Greenstein on HuffPo: Further Estate Tax Cut Would Be a Disgrace

| By CBPP

In a new column for the Huffington Post, CBPP President Robert Greenstein explained why lavishing a new tax cut for the heirs and heiresses of the nation's hugest estates would be a disgrace:

Policymakers hope to cut federal deficits by trillions of dollars over the next decade, requiring wrenching choices and likely imposing painful sacrifices on millions of Americans.

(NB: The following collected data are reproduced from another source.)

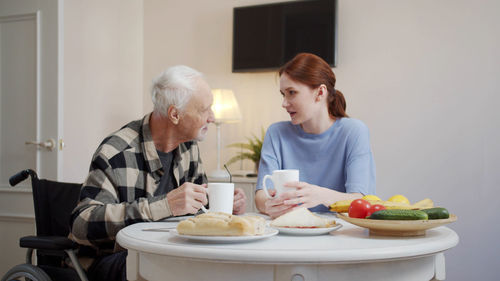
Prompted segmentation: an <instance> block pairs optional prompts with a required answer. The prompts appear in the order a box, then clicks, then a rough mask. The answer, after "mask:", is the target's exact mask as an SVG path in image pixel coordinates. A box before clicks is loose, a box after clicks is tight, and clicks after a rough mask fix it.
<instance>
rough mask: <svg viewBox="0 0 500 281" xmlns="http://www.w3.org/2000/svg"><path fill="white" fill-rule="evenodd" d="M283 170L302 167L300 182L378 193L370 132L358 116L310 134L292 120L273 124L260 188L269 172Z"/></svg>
mask: <svg viewBox="0 0 500 281" xmlns="http://www.w3.org/2000/svg"><path fill="white" fill-rule="evenodd" d="M281 169H298V170H299V171H300V181H303V182H307V183H309V184H315V185H319V186H321V187H326V188H330V189H333V190H337V191H341V192H347V193H354V192H359V193H362V194H365V195H366V194H375V164H374V161H373V154H372V151H371V148H370V133H369V131H368V128H367V127H366V125H365V124H364V123H363V122H361V121H359V120H356V119H352V118H341V119H337V120H336V121H335V123H333V125H332V126H331V127H330V128H328V130H326V131H325V132H323V133H321V134H308V133H306V132H304V131H303V130H302V128H301V127H300V125H293V124H292V123H291V122H289V121H284V122H278V123H274V124H272V125H271V126H270V127H269V129H268V130H267V132H266V136H265V138H264V144H263V146H262V151H261V158H260V164H259V176H258V180H257V190H259V189H262V179H263V178H264V176H265V175H268V174H272V172H273V171H274V170H281ZM267 184H270V185H271V184H272V183H271V182H270V181H269V182H268V183H267ZM271 186H272V185H271ZM310 210H311V211H315V212H324V211H328V208H327V206H324V205H318V206H316V207H314V208H310Z"/></svg>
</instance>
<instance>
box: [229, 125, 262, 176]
mask: <svg viewBox="0 0 500 281" xmlns="http://www.w3.org/2000/svg"><path fill="white" fill-rule="evenodd" d="M265 135H266V131H265V130H264V128H261V137H260V138H258V137H257V136H255V135H254V134H252V137H250V138H248V137H247V140H248V142H246V143H245V142H238V143H233V144H230V145H228V146H227V147H234V148H239V149H240V151H238V152H237V154H236V155H235V156H233V157H231V159H229V160H228V161H227V164H228V165H229V164H232V163H234V162H236V161H239V160H245V159H248V160H251V161H252V162H253V163H254V167H255V172H256V173H257V172H258V170H259V161H260V151H261V150H262V143H263V142H264V136H265Z"/></svg>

So it's astonishing that they're also considering million-dollar tax cuts for a few thousand of the nation's wealthiest heirs and heiresses by extending an extravagant 2010 cut in the tax on inherited estates that's set to expire at year-end.

The cost: $119 billion over the next decade, compared to restoring the estate tax rules in effect in 2009, as President Obama has proposed and the Bowles-Simpson fiscal commission assumed. This lavish new tax break would confer a $1.1 million average tax cut per estate on the estates of the richest three out of 1,000 people who die.

If policymakers blithely toss away $119 billion, then other Americans will have to sacrifice more as part of the deficit-cutting effort. To put the figure in perspective, policymakers could raise roughly the same amount over the next decade by raising the age at which seniors qualify for Medicare from 65 to 67 (affecting more than five million people by 2021) or shutting both the FBI and Food and Drug Administration.